If an outrigger is provided instead of the structure in which the traveling body 4 is extended and contracted, each line may be changed in the same manner as described above by detecting the extended ground of the outrigger.

The number of wires from the wire number setting switch 33 is input to a first judgment circuit 41 of the controller 32 so that the limit lifting load is variable when the wire strength is judged.

Further, to regulate the operation to cancel the output circuit 43 is enabled signals S ₁ when the above detected is the vehicle body tilt angle value of the vehicle body inclination sensor 20.

When a detection signal is input from the overwind detection sensor 27 to the circuit 43, the wire winding operation is prohibited so that the wire is not further wound.

[0023]

According to the present invention, the weight and the center of gravity of the entire crane truck are obtained, and an operation control line at which there is a danger of the vehicle body falling is obtained.

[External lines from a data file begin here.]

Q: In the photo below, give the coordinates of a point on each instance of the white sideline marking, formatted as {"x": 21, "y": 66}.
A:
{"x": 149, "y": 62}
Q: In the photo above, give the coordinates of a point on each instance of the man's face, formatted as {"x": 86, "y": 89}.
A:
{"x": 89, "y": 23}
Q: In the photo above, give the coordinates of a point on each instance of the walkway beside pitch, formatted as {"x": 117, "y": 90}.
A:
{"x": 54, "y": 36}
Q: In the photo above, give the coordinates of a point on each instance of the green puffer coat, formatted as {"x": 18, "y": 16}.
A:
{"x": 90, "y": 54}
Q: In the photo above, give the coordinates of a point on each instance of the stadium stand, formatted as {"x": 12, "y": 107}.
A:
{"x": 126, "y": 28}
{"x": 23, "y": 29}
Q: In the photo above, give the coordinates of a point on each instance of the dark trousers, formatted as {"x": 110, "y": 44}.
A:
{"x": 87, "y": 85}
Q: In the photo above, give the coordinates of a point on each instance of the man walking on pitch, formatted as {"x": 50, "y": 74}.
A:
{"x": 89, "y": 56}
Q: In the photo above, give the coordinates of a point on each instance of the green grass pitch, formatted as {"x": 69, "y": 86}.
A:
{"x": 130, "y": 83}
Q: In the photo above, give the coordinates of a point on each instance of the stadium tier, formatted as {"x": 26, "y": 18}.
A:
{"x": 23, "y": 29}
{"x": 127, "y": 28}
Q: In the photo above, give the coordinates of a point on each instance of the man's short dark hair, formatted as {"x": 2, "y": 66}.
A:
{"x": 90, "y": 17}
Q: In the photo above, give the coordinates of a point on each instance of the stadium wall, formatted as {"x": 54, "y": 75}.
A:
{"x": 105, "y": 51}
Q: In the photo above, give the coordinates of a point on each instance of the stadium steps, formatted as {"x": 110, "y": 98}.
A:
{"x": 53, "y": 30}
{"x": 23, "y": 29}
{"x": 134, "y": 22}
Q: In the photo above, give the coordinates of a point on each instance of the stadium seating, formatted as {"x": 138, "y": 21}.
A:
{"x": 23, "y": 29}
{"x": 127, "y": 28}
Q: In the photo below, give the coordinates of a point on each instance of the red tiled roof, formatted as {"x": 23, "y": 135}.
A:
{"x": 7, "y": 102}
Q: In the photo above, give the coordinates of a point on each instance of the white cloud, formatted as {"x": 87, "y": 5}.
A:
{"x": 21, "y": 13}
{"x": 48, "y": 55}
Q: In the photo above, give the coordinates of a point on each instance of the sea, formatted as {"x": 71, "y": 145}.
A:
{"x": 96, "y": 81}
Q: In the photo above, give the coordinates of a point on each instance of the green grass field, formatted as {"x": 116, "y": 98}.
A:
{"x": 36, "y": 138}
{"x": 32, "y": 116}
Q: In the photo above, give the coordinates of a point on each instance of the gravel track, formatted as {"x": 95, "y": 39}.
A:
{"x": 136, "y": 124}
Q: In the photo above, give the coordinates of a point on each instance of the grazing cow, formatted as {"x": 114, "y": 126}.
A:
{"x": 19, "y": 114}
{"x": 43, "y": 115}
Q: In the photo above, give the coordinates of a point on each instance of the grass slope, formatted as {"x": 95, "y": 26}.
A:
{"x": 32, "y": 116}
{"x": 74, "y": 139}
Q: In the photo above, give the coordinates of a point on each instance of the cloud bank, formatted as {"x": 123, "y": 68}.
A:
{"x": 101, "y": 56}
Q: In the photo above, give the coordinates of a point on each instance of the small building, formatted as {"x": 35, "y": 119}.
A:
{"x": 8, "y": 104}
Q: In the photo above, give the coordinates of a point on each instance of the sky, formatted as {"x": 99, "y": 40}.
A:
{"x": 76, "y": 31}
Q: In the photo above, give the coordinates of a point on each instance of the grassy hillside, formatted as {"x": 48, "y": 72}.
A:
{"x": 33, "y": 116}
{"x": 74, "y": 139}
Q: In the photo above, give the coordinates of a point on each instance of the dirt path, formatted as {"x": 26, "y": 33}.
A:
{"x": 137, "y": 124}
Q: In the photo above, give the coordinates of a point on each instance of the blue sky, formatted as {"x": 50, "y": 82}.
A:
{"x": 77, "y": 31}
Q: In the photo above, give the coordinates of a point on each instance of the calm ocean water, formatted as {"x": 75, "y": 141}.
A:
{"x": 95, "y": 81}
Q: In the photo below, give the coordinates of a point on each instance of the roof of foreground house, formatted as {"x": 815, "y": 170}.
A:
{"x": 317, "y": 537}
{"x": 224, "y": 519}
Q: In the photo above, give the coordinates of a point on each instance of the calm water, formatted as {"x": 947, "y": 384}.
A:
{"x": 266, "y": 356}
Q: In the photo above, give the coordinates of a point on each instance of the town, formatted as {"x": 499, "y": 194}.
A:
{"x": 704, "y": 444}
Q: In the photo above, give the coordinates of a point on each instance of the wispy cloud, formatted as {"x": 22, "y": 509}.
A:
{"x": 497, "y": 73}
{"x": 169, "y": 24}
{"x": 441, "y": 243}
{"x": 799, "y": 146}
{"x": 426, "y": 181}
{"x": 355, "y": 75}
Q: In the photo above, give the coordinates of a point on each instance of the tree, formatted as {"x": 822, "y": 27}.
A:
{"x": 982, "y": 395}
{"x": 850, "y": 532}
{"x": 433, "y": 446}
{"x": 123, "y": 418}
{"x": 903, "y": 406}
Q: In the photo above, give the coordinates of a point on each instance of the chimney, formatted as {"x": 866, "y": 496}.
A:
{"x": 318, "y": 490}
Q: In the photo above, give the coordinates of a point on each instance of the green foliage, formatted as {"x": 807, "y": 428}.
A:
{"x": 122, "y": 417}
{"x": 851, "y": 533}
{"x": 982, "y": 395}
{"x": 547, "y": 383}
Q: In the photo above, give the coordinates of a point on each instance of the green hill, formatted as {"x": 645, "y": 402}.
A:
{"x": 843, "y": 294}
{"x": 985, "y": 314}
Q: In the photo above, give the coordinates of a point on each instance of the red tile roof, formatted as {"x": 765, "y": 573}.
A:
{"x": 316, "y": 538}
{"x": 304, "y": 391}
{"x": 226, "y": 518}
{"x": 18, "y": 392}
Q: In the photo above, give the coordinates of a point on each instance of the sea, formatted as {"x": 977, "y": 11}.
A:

When the center of gravity of the entire crane vehicle exceeds the operation control line, the operation of each actuator is restricted. Since the vehicle body is prevented from overturning, it is possible to reliably prevent the overturn of the two-axis swiveling type crane vehicle having two swiveling axes. In addition, the posture of the crane 15
There is no need to store the overturning load (moment) according to the turning position of the revolving unit 5, and it is not necessary to recalculate the overturning load (moment) for each posture every time the bogie / crane specifications change.

[Brief description of the drawings]

FIG. 1 is a front view of a two-axis swiveling mobile crane.

FIG. 2 is a plan view of the cart.

FIG. 3 is an explanatory diagram of a controller.

FIG. 4 is an explanatory diagram of an arithmetic circuit and a second determination circuit.

FIG. 5 is an explanatory diagram of each line of the bogie.

[Explanation of symbols]

DESCRIPTION OF SYMBOLS 1 ... Body, 4 ... Running body, 5 ... Revolving body, 6 ... 1st revolving mechanism, 8 ... 2nd revolving mechanism, 15 ... Crane, 32 ... Controller.

──────────────────────────────────────────────────続 き Continuation of the front page (72) Inventor Hideyuki Takehara 3-20-1 Nakase, Kawasaki-ku, Kawasaki-shi, Kanagawa Prefecture Komatsu Manufacturing Co., Ltd. Kawasaki Plant (56) References JP-A-57-166288 (JP, A) JP-A-60-137798 (JP, A) JP-A-57-27893 (JP, A) JP-A-52-35057 (JP, A) (58) Fields investigated (Int. Cl. ⁷ , DB name) B66C 23 / 88-23/94

Claims (1)

(57) [Claims] 1. A bogie comprising a vehicle body 1 and a traveling body 4, a revolving body 5 rotatably mounted on the vehicle body 1 by a first revolving mechanism 6, and an eccentric position of the revolving body 5 with respect to the first revolving mechanism 6. The crane 15 which is rotatably mounted by the second rotation mechanism 8
The weight and center of gravity of the entire crane vehicle including the suspended load is obtained from the hanging load of the crane 15, the posture of the crane 15, the turning angle of the crane 15, and the turning angle of the revolving unit 5 in the two-axis swiveling crane vehicle. A first means, a second means for obtaining an operation restriction line at which there is a danger of vehicle body overturning based on the overall weight, the center of gravity, and the contact position, and an operation of each actuator when the overall position of the center of gravity exceeds the operation restriction line. Third means for regulating and the crane
Wire number setting switch 3 for setting 15 wire numbers
3 and the limit of the suspended load by the set number of wires
Characterized in that a means for changing the suspended load to be changed is provided.
Safety device for two-spinning crane trucks.